Le début d'un combat

Gerrit et Franz  à leur domicile

Gerrit (Gérard) KUIPERS-STELLO et Frans STELLO-KUIPERS le 16 septembre 1990, à leur domicile, aux Pays-Bas. © MuCEM Tous droits réservés. 2001

Dès 1984, ils ont commencé à militer pour l’égalité des droits des homosexuels afin que ces derniers obtiennent les mêmes droits que ceux accordés aux couples hétérosexuels, sur un plan fiscal, de succession, assurance maladie…

Fin 1987-1988, ils se sont adressés au Journal homosexuel De Gay Krant afin de solliciter son soutien. Le Journal s’est porté « partie civil » dans leurs démarches et leur a proposé l’aide d’avocats.
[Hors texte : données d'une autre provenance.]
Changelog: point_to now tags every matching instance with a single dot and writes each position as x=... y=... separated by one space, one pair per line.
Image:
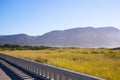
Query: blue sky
x=36 y=17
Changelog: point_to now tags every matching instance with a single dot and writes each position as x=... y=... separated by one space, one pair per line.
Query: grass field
x=104 y=63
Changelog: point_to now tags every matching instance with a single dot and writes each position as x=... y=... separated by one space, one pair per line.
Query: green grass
x=104 y=63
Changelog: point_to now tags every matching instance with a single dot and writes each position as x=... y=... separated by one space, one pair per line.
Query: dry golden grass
x=102 y=63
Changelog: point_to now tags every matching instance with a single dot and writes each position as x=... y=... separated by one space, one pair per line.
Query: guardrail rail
x=47 y=72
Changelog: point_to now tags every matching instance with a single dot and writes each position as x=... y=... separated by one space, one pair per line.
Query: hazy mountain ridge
x=76 y=37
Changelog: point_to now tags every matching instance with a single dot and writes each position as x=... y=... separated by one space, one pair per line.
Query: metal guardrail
x=47 y=72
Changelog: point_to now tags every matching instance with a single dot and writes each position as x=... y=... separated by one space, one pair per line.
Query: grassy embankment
x=103 y=63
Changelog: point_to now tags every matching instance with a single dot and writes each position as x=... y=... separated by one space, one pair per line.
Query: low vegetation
x=102 y=62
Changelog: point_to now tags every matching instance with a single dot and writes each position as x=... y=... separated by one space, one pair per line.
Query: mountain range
x=75 y=37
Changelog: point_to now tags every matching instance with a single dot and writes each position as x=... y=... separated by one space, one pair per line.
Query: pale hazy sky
x=36 y=17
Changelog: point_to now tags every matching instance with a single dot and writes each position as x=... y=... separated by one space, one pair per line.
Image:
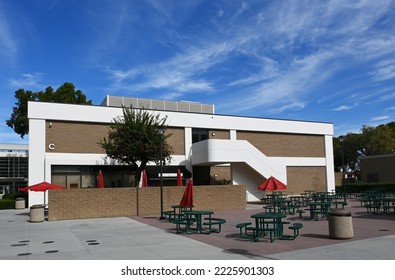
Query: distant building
x=378 y=169
x=13 y=167
x=208 y=147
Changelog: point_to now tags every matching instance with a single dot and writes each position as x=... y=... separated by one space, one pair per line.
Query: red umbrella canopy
x=187 y=199
x=179 y=178
x=42 y=187
x=272 y=184
x=144 y=182
x=100 y=180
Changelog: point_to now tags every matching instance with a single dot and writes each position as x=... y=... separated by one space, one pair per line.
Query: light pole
x=160 y=132
x=341 y=139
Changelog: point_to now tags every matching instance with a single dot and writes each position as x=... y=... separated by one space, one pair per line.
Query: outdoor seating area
x=189 y=221
x=255 y=232
x=378 y=202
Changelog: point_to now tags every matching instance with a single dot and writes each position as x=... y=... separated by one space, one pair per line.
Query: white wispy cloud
x=31 y=81
x=380 y=118
x=8 y=45
x=325 y=38
x=384 y=70
x=342 y=108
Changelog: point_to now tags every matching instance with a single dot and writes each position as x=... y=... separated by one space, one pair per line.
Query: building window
x=372 y=178
x=199 y=134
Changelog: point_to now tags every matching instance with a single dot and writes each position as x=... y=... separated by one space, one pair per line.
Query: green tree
x=371 y=141
x=64 y=94
x=377 y=140
x=352 y=149
x=133 y=139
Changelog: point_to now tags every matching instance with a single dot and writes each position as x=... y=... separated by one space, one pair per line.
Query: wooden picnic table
x=267 y=223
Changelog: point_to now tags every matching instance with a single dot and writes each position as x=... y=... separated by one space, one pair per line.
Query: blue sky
x=329 y=61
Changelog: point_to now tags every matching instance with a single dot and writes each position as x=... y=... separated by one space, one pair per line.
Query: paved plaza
x=145 y=238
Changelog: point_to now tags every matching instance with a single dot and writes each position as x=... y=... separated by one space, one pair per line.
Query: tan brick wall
x=103 y=203
x=285 y=145
x=218 y=134
x=77 y=137
x=71 y=204
x=220 y=174
x=176 y=140
x=73 y=137
x=306 y=178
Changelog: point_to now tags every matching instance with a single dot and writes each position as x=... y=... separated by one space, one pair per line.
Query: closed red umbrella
x=187 y=198
x=42 y=187
x=272 y=184
x=100 y=180
x=179 y=178
x=144 y=179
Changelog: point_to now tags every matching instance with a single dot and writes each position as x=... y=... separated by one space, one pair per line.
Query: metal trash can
x=19 y=203
x=340 y=224
x=37 y=213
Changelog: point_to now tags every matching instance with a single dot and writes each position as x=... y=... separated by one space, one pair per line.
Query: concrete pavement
x=147 y=238
x=105 y=239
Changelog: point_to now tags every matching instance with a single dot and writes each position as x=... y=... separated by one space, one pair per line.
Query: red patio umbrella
x=272 y=184
x=187 y=198
x=179 y=178
x=42 y=187
x=144 y=179
x=100 y=180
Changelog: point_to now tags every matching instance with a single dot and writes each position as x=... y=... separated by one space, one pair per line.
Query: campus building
x=13 y=167
x=208 y=147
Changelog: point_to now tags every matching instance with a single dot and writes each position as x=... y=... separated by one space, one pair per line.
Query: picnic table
x=318 y=209
x=267 y=223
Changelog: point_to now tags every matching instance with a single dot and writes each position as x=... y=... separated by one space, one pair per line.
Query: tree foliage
x=133 y=139
x=371 y=141
x=64 y=94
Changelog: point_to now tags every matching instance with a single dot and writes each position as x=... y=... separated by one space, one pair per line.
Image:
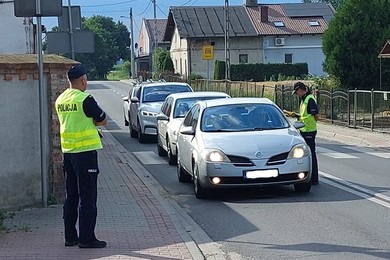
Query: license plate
x=262 y=174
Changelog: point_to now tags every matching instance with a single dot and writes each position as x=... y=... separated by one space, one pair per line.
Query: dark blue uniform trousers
x=310 y=138
x=81 y=172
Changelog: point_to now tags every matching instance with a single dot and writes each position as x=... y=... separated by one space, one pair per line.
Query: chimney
x=264 y=14
x=250 y=3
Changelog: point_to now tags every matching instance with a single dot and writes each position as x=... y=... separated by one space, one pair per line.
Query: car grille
x=240 y=161
x=280 y=179
x=278 y=159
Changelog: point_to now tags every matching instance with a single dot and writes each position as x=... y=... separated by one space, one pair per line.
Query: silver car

De 1988 à 1990, ils ont écrit tous les soirs à la main à plus de 650 maires afin de leur demander s’ils acceptaient de les marier. Les maires ont répondu qu’ils accepteraient si la loi les y autorisait et qu’ils étaient favorables à ce que cette question soit débattue à la Chambre des Communes (Assemblée nationale). Un seul leur a adressé une réponse totalement négative.

Ils ont entamés les procédures juridiques, notamment en revendiquant le fait que la loi (Code Napoléon, identique à celui de la France) qui dit : « un homme peut se marier avec une femme » n’excluait pas les couples de même sexe et que l’interprétation qui en était faite pour exclure les couples de même sexe était erronée. S’appuyant sur les travaux d’historiens et avec leurs avocats, ils ont tenté de démontrer que cette loi avait été promulguée pour lutter contre la bigamieLa bigamie fut prohibée dans les communautés ashkénazes suivant l’amendement du sage Gershom Meor ha-Golah en l’an 1000..

Les tribunaux ont fini par dire qu’il ne leur appartenait pas de trancher et que cette responsabilité « d’interprétation » de la LOI devait faire l’objet d’un débat à la Chambre des Communes.